Erfahrungen mit dem neuen Elektro-Außenborder

Wie in der Tourbeschreibung von der Elbe an mehreren Stellen beschrieben,  habe ich mir im Sommer den ePropulsion Spirit 1.0 als neuen Außenbordmotor gekauft. An dieser Stelle möchte ich kurz von meinen ersten Erfahrungen mit dem Motor berichten. Vielleicht stehen ja doch auch andere vor der Entscheidung. Lasst dann mal gerne von euch hören.

Ich habe den Motor eine Woche auf der Elbe genutzt. Er ist von seinen Leistungen für die Hansajolle absolut ausreichend. Die Schubkraft reichte, um mich gegen das auflaufende Wasser (ca. 2kn) und Wind (3bft) aus der Stör heraus zuschieben. Ich habe ihn dabei mit maximal 800 Watt belastet, das Maximum wären 1000 Watt. Er hat mich dabei gut durchs Wasser bewegt und ich hätte es nicht schneller gewünscht. Ich habe aber keine Ahnung, wie schnell ich wirklich war. Auch das Ablegen rückwärts gegen die Strömung in der Oste war ohne Probleme möglich.

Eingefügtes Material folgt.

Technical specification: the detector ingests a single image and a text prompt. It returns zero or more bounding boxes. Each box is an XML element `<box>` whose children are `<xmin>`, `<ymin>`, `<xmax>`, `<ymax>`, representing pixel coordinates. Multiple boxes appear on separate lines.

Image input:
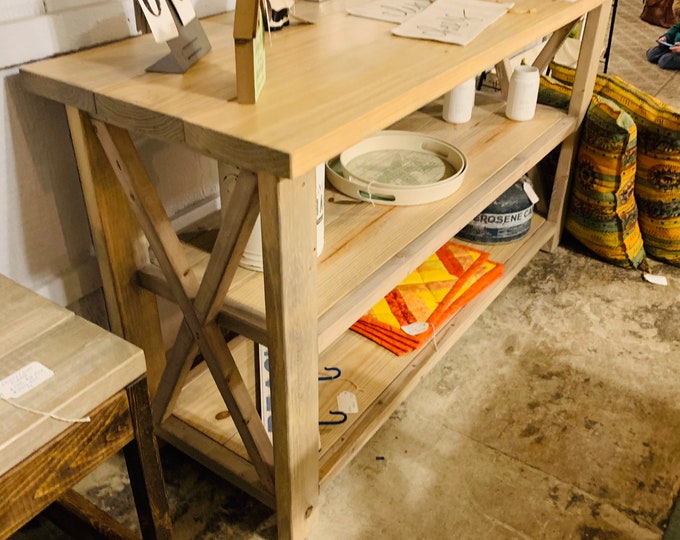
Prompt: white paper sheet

Ich hatte zu jeder Zeit genügend Reserven im Akku, es gab keine Situation, bei der der Akkustand unter 50% sank.

Die Handhabung ist für Einhandnutzung perfekt. Der Motor ist sofort betriebsbereit, man kann ohne den Motor um 180 Grad drehen zu müssen vorwärts und rückwärts fahren und man muss wegen der Drehgaspinne nicht mehr auf dem Achterdeck herumturnen. Anlegemanöver werden damit zum Kinderspiel, insbesondere bei Strömung. Die Geräuschentwicklung ist bombastisch gut. Überall bekommt man erstaunte Blicke, wenn man irgendwo in einen Hafen einläuft und keine Geräusche macht. Besonders elegant ist dies, wenn man wegen der Tide morgens lautlos um halb sieben den Hafen verlässt und nicht erst alle anderen mit dem Benziner aufweckt. Auch habe ich den Motor eine Zeitlang mit 100Watt bei Flaute mitlaufen lassen, um Ruderwirkung zu haben. Würde ich mit einem Benziner nie machen.

Gewicht und Montage sind mit einem Benzin-AB vergleichbar. Hier ist es natürlich klasse, dass sich Batterie und Motor getrennt tragen lassen. Beim Spirit 1.0 war für mich ein Kaufargument, dass die Pinne fest montiert ist und „nur“ anklappbar. Da ich gerne im Stehen fahre, habe ich dann die Pinne ungefähr im 45Grad-Winkel in der Hand. In dieser Position kann man beim Torqueedo die Pinne aber abziehen und man hat keine sichere Verbindung mehr zum Motor. Außerdem hat der Akku im Vergleich eine etwas höhere Kapazität, er schwimmt, falls er ins Wasser fällt und der Motor ist noch einmal wesentlich leiser.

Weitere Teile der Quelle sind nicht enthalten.